① 申請者は深セン市で勤務する者とし、且つ、以下の条件の一つに符合すること。

(1) 深セン市の雇用企業と労働契約を締結している。

(2) 申請者が国外雇用者より派遣されている場合、申請者の国外雇用者と深セン市の受入企業との間で派遣契約を締結している。

※上記(1)、(2)の条項で、申請者、雇用者が書面承諾書を提供する場合、関連の契約文書を提出不要とする。
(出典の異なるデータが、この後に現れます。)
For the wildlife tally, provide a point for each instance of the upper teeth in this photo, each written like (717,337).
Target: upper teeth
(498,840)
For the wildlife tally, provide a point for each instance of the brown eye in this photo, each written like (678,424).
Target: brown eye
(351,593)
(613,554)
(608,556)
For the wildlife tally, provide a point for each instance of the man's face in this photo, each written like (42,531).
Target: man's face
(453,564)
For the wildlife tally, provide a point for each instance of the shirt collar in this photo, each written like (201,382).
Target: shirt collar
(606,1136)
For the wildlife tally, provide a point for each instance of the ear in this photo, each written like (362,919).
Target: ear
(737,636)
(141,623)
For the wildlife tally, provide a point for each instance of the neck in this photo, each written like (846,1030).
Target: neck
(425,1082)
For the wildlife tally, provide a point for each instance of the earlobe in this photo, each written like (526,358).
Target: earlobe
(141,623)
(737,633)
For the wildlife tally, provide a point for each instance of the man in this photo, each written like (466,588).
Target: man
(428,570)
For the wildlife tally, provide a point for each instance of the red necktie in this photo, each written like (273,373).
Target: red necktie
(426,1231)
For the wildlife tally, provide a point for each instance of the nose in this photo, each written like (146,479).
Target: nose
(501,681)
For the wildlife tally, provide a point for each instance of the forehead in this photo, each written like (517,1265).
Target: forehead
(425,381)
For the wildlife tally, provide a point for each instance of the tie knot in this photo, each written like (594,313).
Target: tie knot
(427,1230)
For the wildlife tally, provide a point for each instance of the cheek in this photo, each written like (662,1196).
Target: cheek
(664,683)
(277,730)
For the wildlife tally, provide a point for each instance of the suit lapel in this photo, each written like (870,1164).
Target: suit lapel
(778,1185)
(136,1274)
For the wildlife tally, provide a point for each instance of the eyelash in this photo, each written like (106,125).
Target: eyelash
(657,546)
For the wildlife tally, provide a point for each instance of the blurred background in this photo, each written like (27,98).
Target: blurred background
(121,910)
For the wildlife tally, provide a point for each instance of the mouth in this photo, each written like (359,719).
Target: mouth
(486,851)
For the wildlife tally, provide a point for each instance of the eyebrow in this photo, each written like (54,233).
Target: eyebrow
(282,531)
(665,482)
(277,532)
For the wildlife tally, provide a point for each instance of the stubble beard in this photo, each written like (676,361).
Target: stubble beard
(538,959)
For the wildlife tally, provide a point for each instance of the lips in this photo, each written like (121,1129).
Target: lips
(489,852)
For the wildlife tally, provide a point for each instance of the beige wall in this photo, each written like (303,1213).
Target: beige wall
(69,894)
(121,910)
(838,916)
②申請者の2019年における深セン市での勤務は累計満90日である

③申請者が勤務先企業を変更した場合、2019年の納税年度内に、申請企業条件に符合し且つ当該企業での勤務日数が満90日となる場合、当該企業より申請する。

申請者の資格条件

中国永久居留権、外国人来華工作許可証(A類、B類)を有する者は、外国人工作許可証と外国人工作類居留証書(或いは外国人永久居留身分証)に基づく。深セン市政府部門により発行されているものであり、提出不要。

銀行口座情報の提供

申請者本人は中国内地に開設した本人名義のⅠ類銀行決済口座(フル機能口座)の解説銀行、口座番号、口座名等の情報。アクティベイト済みの金融社保カードを受け取り口座にする場合、口座情報の提供は不要とする。

申請企業の条件

深センに登録した企業、機構。関連情報の提出は不要とする。

企業は広東省統一身分認証プラットフォームにて認証、企業アカウントを登録する。

申請手続き手順

個人申請

確定申告の結果に基づき、2020年8月1日から2020年8月31日の期間に申請システムにて補助金申請を提出する。書面承諾、且つ申告単位の審査を提出する。

企業申請

申請企業は申請者情報・資料を審査し書面説明、承諾作成後、2020年8月31日前までにシステムにて申請提出する。(個人役務申請者の場合、企業申請手順は不要とする)

窓口受理

受理機関は申請受領後5営業日以内に(不)受理決定を行い、資料不備は30日以内に再提出するものとする。

審査

受理機関は受理後120日以内に審査決定を行う。条項が複雑で審査を延長する場合、延長期限は30日を超えてはならない。

関連規定等

  • 深セン市人力資源と社会保障局 深セン市科技創新委員会 深セン市財政局 国家税務総局深セン市税務局 粤港澳大湾区個人所得税優遇政策の実施に関する通知(原文)
  • 深セン市人力資源と社会保障局 深セン市科技創新委員会 深セン市財政局 《深セン市国外ハイエンド人材と緊急不足人材2019年納税年度個人所得税財政補助申請ガイド》の印刷発布に関する通知(原文)
  • 《財政部 税務総局 粤港澳大湾区個人所得税優遇政策についての通知》(財税[2019]31号(原文)
  • 《粤港澳大湾区個人所得税優遇政策徹底実行についての通知》(粤財税[2019]2号)(原文)

※各地の運用状況が異なる場合があります。各所在地にて再度ご確認ください。